The Sense-hat is a little Hat for Raspberry Pi’s that contains a bunch of sensors, along with a small 8x8 RGB LED Matrix. It contains the following sensors:
- Barometric pressure
Along with the hardware, there’s an official Sense-Hat Python library available.
Setting up is a matter of installing the sense-hat library, which in Raspbian can be accomplished by
sudo apt-get install sense-hat
After installing, you can test out the module by firing up python and import the sense-hat library, and i.e. get a temperature reading
Python 3.4.2 (default, Oct 19 2014, 13:31:11) [GCC 4.9.1] on linux Type "help", "copyright", "credits" or "license" for more information. >>> from sense_hat import SenseHat >>> sense = SenseHat() >>> sense.get_temperature() 24.054086685180664 >>>
After confirming that the module works, it’s only a question of studying the library.

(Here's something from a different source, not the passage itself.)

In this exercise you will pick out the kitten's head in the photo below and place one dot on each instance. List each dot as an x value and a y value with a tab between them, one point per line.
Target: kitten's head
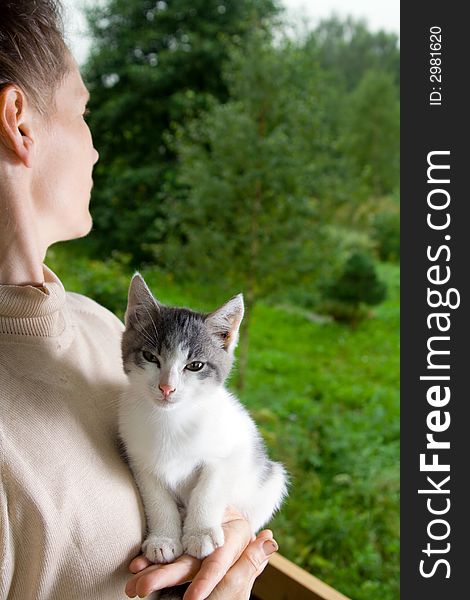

After playing around with the Sense-Hat hardware it’s clear that it is in fact a quite powerful piece of hardware, but one that mostly feels like a gimmick. With the Sense-Hat’s main purpose being educational this is fine. It doesn’t really have a use outside education though. For real-world usage, there are cheaper and better solutions readily available.
The Sense-Hat isn’t without problems either. When mounted on a RPi 3, the temperature sensors are off by 3-6 C, simply by being too close to the CPU.
Overall the Sense-Hat fills it’s purpose as a learning tool. It’s super easy to get started with, and has the potential to teach the use of sensors in projects.